In evidence to them, the former children’s minister Tim Loughton blamed Downing Street for overruling officials in 2012, after the Prime Minister received a letter from Ms Batmanghelidjh.


Kids Company founder Camila Batmanghelidjh surrounded by supporters in August last year (PA)

 Kids Company founder Camila Batmanghelidjh surrounded by supporters in August last year (PA)
 (Getty Images)

“When you as a minister see Camila Batmanghelidjh around the Cabinet table at No 10 as part of the Big Society summit, when you have a reception as was held in 2011 for Kids Company at No 10, and when policy advisers or people from the No 10 Policy Unit are apparently having contacts with Kids Company of which you are not aware, clearly the pressure is on that this is a charity that needs to be looked at a bit more favourably,” he said in evidence.

Mr Flynn said the Prime Minister needed to defend the special treatment and privileged access the charity was given.

Mr Loughton, children’s minister from 2010 to 2012, said one refused grant application “went over our head” at the Department for Education when Ms Batmanghelidjh wrote the “Dear David” letter to Cameron and went straight to No 10.

“You have to ask No 10 as to why final approval went through, and it has been in the hands of the Cabinet Office after my time at the Department for Education,” he said. There was always a subplot of: “There is going to be terrible publicity on this … it’s not going to reflect well on the government and all these kids.” Kids Company would “mesmerise” people in positions of power to “pay up or else”, he added.

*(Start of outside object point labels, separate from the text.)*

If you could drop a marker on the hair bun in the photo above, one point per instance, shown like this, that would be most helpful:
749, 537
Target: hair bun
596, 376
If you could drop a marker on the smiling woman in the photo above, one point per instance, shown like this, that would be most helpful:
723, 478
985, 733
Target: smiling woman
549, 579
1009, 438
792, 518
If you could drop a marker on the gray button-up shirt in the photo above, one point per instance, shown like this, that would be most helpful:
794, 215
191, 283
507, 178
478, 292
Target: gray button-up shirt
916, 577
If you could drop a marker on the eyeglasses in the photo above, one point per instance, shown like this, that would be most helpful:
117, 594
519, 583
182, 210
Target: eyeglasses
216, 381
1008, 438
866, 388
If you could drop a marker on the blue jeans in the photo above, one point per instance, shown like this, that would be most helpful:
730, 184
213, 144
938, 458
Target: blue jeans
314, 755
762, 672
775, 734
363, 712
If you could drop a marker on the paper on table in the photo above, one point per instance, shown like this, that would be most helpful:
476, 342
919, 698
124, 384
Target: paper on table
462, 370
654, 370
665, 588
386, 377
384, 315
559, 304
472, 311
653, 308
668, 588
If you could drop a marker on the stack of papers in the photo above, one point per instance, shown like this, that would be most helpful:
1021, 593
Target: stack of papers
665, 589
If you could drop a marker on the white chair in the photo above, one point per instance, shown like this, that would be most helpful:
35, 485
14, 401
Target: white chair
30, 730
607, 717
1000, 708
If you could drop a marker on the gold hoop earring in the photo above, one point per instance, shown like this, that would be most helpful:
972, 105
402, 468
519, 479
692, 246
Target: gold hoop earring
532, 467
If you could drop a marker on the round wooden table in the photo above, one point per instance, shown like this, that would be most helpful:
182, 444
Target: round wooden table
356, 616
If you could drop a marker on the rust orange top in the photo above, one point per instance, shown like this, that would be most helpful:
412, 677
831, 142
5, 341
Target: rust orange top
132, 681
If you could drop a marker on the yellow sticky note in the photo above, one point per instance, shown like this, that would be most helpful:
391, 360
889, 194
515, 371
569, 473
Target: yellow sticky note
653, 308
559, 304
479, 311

Downing Street said afterwards it did not recognise his characterisation of events, and said ministers in successive governments approved financing based on the evidence in front of them that the charity was helping vulnerable children.

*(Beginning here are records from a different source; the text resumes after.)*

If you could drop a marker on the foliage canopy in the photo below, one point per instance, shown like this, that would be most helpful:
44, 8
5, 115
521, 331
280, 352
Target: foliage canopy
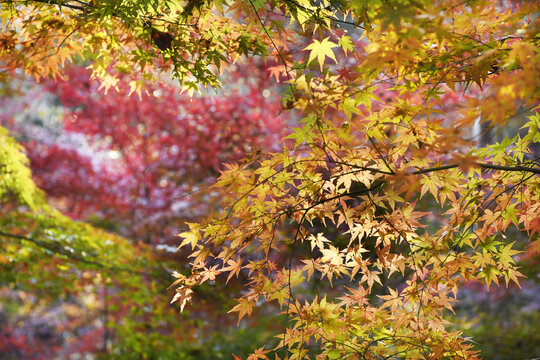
389, 94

The Prime Minister later defended his role saying: “I always judged it was worth giving it one more go to try to get it to be financially viable,” he said.

A National Audit Office investigation found that Mr Cameron, Justice Secretary Michael Gove, Labour’s former home secretary David Blunkett, and former education secretary Ed Balls, all intervened to support the charity between 2002 and 2015, in some cases to prevent it from becoming insolvent.

Ms Batmanghelidjh, who has seen a copy of the report, accused the MPs of unfairly making unsubstantiated allegations. “It’s not based on evidence, they don’t have access to our databases ... people feel free to just throw allegations around as if they are fact. The gist of it is they repeat allegations, they put the blame on the trustees, but I think that’s unfair,” she told The Independent on Sunday.

She insisted the charity was run properly, and questioned why, despite official misgivings, nobody raised the issue with Kids Company. “The actual running was fine; we just didn’t have enough money. I want to throw a challenge out to the civil servants – where is the letter, in all these years, that should have arrived on our desk that said we were not producing results, or we were financially mismanaged, where is this communication? We didn’t get one because that was never what they said,” she insisted.

At all times her decisions were “informed by trying to do the best for the kids,” she said.

She admitted that on reflection there were things she would do differently. “One is I think I trusted the politicians too much; I really think I made a mistake there. And I waited too long, so I went from one promise to another each year that a solution would be found, and in some ways I didn’t pay attention to the fickleness and the temporariness of their decisions, so I think there was a mistake there,” she said.

In a BBC1 documentary to be shown at 9pm on 3 January she describes officials and ministers as “bastards” and “psychopaths”. Of funding wrangles with the Cabinet, she says: “I’m playing chess with psychopaths.”

“I never break the law, I just stretch it a bit,” she insists.

“Because if you’re asking me, the correct law is to take care of these children properly. So I want to follow the correct law and if the law of the land is not correct then we have to slightly break it.” Her colourful appearance counts against her, she claims: “Everyone thinks that just because I wear funny clothes and have a Miss Piggy bag that I must be unable to run a business.”